Where fresh water and salt water meet
RED technology involves placing fresh water and salt water in intermittent chambers of a fuel cell which are separated by membranes and then create an electrochemical charge, but Penn State researchers told the BBC that this technology has limitations.
First, it’s necessary for power plants to be situated alongside coastlines in order to make use of the salt water, and they require a great number of membranes to work.
But the MFCs aren’t ideal either. By using bacteria in waste water they can create an electric current and substitute ammonium bicarbonate solution for salt water such that they can be used anywhere, but they operate slowly and don’t produce a lot of power.

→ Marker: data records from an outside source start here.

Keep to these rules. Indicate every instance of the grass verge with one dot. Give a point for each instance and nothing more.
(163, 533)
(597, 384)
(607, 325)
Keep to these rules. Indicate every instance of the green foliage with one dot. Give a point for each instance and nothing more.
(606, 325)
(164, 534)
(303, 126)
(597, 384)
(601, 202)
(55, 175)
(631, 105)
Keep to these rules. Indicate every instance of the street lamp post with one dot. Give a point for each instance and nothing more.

But used together, the separate technologies are much more viable.
Two is better than one
“In our process, we have the MFC part which is treating waste water and creating energy, and we have the RED stack which is just boosting that process, it’s making it happen more efficiently,” Logan told the BBC.

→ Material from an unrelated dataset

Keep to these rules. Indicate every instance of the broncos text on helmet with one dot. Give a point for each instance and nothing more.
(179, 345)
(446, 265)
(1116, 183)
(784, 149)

Although designed for use in developing countries, this technology could also be used in Gulf countries that have no shortage of either salt or waste water, but a frightening dearth of fresh water.
And though these states are oil producers, local governments are striving to curtail domestic energy supplies in order to prolong the life of this valuable export commodity.
The National recently reported that three universities in the United Arab Emirates have developed a Masters program devoted to finding solutions to water issues, but very few students are signing up – signaling both a lack of awareness and funding for serious problems that await all seven emirates in the coming decades.
We don’t usually promote imported solutions, but we’re running out of time. This latest development from Penn State is at least worth a look.
The details of Penn State’s waste water treatment system and energy generator first appeared in the journal Science.